The U.S. men's basketball team took it a step farther on Tuesday. After turning a close game into a predictable 47-point thrashing, Kobe Bryant and company kicked butt and signed their names.
Team USA signing autographs for opponents at international competitions is not a new sight. The original "Dream Team" left their John Hancocks on just about everything in Barcelona, with Michael Jordan occasionally even lowering himself to sign non-Nike materials. The practice was amusing in 1992, when the entire concept of professional basketball players cleaning up in the Olympics was new. The experience was as cool for the Dream Team's opponents — also known as "victims" — as it was for fans.
Things are different in 2012. The U.S. faces a realistic chance of losing in the medal round, although one can safely bet the mortgage on nothing less than silver. If Spain, which sandbagged through an exhibition loss to LeBron James and the gang, tightens up its substitution patterns and actually uses all the parts at its disposal (read: Marc Gasol), the U.S. could face a stiff test for gold.
As a result, it has become less common to see a scene like Tuesday's, where the postgame handshake looks a lot like those autograph sessions designed to draw customers to the new sports card store at that crappy neighborhood mall nobody goes to anymore. When a team actually believes it can win, or at least thinks it can make the game interesting, a double-digit beatdown is no longer enjoyable.
But Tunisia had no shot, and everyone knew it. The Tunisians received deserved praise for keeping the game as close as they did for as long as they did. This was a 46-33 game at halftime and there was never any real danger of the U.S. covering the 55-point spread. A loss is a loss, except when a loss is a moral victory.
The postgame autograph session could have generated either amusement or disgust for observers. On one hand, a jingoist might find it cute that those hopeless Tunisians just want a souvenir from that time they got whooped by the awesome Americans. On the other hand, a competitive purist might consider it a mockery of the game to collect a remembrance of that time they got schooled.

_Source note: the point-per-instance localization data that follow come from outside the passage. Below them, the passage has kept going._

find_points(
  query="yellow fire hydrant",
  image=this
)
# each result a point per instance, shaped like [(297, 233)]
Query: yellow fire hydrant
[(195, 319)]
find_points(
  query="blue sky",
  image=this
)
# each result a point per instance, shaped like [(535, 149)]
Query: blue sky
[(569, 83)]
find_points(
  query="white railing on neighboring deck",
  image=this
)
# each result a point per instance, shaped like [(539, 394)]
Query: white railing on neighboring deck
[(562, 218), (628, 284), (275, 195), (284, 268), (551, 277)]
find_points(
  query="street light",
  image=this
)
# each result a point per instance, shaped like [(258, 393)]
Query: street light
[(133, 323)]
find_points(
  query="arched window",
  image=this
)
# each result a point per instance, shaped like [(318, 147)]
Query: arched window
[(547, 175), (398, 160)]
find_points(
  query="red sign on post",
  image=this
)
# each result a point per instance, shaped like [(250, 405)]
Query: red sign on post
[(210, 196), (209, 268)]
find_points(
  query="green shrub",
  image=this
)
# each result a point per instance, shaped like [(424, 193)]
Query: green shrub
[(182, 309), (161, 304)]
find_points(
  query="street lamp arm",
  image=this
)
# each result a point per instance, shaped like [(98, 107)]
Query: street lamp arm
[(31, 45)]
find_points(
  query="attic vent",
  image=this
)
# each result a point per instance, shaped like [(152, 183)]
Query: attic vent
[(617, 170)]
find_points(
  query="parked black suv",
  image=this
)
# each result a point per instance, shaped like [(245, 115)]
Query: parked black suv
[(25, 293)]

Yet as every Olympic athlete who does not win a medal loves to remind us, the spirit of the Games lies in the honor of representing one's country. For the Tunisian men's basketball team, the only squad in the tournament without a current or former NBA player on its roster, that mission was accomplished. Right below "represent my country" on the to-do list of any Tunisian basketball player should have been, "watch greatness up close and enjoy the heck out of it."

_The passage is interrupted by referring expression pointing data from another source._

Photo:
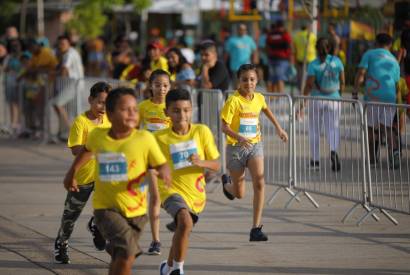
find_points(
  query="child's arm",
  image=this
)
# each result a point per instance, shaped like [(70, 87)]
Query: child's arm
[(209, 164), (228, 131), (281, 133), (164, 173), (69, 182)]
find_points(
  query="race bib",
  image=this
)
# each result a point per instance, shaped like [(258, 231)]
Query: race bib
[(113, 167), (180, 153), (248, 127), (152, 127)]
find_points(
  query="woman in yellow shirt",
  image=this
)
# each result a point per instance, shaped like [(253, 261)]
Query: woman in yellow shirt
[(240, 123)]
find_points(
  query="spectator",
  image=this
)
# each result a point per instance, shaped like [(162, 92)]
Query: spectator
[(214, 74), (241, 49), (278, 44), (71, 71), (304, 45), (181, 71), (382, 73)]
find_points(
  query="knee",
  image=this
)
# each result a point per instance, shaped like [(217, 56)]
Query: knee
[(185, 222)]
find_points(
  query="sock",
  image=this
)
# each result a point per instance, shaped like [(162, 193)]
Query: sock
[(178, 265)]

The "Dream Team" idea might be old to a lot of us who remember the previous iterations. NBA commissioner David Stern, who owes a lot to the 1992 team in building the international interest in the game that exists today, apparently is bored of it himself. For many of the players participating in this year's games, though, the notion is as fresh as it was when Larry Bird, Magic Johnson and Clyde Drexler took the floor together in 1992. Youssef Gaddour, the youngest member of the Tunisian roster, was two years old then. Telling him this year's U.S. team is no big deal because the 1992 team was better is like telling me that Cal Ripken Jr. becoming baseball's new iron man was no big deal because Lou Gehrig played his consecutive games streak while compiling an average of 379 total bases per season. Maybe the one I witnessed was not as great as the first one, but it was still pretty cool.
If Gaddour wants Bryant's autograph, I say, "Ask away, Youssef." Not everybody gets the chance to get his clock cleaned by a bunch of all-time greats.